Hegseth has been intensely targeted on reshaping the tradition of the army since taking workplace final yr, which has concerned every part from including a secondary title for the Department of Defense because the “Department of War” to coverage shifts which have deeply impacted servicemembers, like a ban on transgender troops and an analysis of whether or not ladies ought to service in fight roles.

Last yr, he additionally ordered all army academies to establish and take away books from their libraries that take care of points akin to race, gender ideology, and different “divisive concepts” that at the moment are thought of “incompatible with the department’s core mission,” in keeping with a memo he signed on the time.

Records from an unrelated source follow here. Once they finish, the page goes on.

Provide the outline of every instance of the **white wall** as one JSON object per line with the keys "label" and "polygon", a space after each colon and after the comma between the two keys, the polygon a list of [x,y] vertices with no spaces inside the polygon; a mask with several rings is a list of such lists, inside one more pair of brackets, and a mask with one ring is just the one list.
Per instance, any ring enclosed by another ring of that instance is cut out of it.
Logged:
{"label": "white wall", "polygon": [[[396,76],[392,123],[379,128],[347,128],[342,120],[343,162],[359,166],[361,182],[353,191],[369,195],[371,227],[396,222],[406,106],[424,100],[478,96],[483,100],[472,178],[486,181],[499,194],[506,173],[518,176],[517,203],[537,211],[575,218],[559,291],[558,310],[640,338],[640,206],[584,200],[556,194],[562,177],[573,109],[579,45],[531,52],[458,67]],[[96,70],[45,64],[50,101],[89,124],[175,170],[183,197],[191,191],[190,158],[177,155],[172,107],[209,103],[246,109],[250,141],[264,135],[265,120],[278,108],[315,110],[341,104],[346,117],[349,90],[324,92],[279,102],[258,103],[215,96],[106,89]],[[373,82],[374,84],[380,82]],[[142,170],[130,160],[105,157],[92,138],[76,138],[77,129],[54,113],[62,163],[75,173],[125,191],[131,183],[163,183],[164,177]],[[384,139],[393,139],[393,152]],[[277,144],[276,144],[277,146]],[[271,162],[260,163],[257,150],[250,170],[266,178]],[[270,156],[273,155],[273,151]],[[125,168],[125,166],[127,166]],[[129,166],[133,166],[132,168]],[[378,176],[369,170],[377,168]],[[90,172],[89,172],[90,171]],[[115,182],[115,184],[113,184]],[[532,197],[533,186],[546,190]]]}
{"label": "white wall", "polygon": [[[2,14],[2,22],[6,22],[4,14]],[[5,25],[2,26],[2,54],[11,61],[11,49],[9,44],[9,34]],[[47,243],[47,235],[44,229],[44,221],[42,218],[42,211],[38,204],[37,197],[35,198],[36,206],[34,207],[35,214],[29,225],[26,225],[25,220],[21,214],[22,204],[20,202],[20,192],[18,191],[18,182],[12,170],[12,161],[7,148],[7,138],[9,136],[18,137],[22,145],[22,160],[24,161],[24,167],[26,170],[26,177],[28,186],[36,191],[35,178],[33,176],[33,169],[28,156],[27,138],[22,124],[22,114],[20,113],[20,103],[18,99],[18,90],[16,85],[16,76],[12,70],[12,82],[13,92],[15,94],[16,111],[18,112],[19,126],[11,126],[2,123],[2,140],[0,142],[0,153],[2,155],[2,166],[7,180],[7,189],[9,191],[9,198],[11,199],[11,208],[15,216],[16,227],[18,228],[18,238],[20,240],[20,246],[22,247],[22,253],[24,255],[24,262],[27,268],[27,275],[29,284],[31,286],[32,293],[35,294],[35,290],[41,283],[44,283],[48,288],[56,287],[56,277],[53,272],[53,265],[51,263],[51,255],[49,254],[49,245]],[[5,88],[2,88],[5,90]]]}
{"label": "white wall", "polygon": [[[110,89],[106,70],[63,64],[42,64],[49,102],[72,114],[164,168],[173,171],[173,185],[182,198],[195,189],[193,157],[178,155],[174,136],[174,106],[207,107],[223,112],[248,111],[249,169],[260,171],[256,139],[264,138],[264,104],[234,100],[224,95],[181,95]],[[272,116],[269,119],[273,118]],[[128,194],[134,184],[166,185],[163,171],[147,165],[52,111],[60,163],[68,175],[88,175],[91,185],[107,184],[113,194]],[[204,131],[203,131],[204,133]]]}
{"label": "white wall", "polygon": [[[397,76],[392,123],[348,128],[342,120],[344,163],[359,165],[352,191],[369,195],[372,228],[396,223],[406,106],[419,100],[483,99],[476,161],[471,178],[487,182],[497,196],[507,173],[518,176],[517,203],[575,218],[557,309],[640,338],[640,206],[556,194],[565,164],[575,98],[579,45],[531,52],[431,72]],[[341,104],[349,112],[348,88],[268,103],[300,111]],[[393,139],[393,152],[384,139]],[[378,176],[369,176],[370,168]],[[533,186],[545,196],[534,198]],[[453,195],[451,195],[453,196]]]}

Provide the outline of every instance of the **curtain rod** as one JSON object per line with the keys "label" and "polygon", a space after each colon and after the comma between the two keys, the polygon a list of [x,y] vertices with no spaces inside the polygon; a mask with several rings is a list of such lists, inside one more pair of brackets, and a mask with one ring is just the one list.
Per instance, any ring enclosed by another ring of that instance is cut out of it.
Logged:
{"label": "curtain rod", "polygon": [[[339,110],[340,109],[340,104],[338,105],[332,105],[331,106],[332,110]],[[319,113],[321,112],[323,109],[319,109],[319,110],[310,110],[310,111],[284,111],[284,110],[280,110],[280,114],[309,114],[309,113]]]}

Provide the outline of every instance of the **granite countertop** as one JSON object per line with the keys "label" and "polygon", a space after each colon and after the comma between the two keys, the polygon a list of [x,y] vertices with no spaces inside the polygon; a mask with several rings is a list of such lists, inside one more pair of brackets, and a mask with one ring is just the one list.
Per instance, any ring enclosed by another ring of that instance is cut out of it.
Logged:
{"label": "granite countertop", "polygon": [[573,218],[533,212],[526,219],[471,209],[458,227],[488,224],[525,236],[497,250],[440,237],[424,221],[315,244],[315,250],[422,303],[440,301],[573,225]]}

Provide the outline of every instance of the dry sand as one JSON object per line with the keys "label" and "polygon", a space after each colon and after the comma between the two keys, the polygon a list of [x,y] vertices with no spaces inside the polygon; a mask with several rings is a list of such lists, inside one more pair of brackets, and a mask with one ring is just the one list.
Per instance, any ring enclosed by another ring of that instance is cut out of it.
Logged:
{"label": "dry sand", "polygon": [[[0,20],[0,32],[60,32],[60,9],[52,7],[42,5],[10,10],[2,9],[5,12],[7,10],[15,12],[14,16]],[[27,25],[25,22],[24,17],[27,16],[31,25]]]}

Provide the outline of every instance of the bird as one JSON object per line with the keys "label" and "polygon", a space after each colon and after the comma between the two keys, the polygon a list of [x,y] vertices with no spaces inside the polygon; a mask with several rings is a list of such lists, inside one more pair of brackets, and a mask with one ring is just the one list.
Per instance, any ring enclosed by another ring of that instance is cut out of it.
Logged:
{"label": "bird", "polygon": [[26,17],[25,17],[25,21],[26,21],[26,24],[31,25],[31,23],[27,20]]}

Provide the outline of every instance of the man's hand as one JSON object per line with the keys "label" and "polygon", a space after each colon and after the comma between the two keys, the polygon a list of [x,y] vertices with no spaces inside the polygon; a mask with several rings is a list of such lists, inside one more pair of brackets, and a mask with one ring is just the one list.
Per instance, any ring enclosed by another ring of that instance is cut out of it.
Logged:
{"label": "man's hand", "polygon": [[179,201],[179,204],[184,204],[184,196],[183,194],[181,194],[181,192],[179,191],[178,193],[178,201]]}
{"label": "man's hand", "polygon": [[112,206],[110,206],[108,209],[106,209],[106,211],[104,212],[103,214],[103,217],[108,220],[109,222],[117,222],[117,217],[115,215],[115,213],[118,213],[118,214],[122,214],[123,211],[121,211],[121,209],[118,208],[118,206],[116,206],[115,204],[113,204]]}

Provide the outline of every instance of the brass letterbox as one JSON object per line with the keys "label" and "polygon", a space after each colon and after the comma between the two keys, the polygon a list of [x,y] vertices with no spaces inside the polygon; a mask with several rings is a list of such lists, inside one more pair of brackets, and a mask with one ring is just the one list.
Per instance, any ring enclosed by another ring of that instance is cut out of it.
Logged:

Hegseth’s newest warfare on Harvard and different top universities has additionally mirrored one waged by President Donald Trump, who during the last yr has focused federal funding, analysis grants, and pupil visas at elite universities throughout the nation — starting with Harvard— until they comply together with his calls for to dismantle Diversity, Equity and Inclusion packages and crackdown on pro-Palestine pupil protesters and antisemitism on campuses.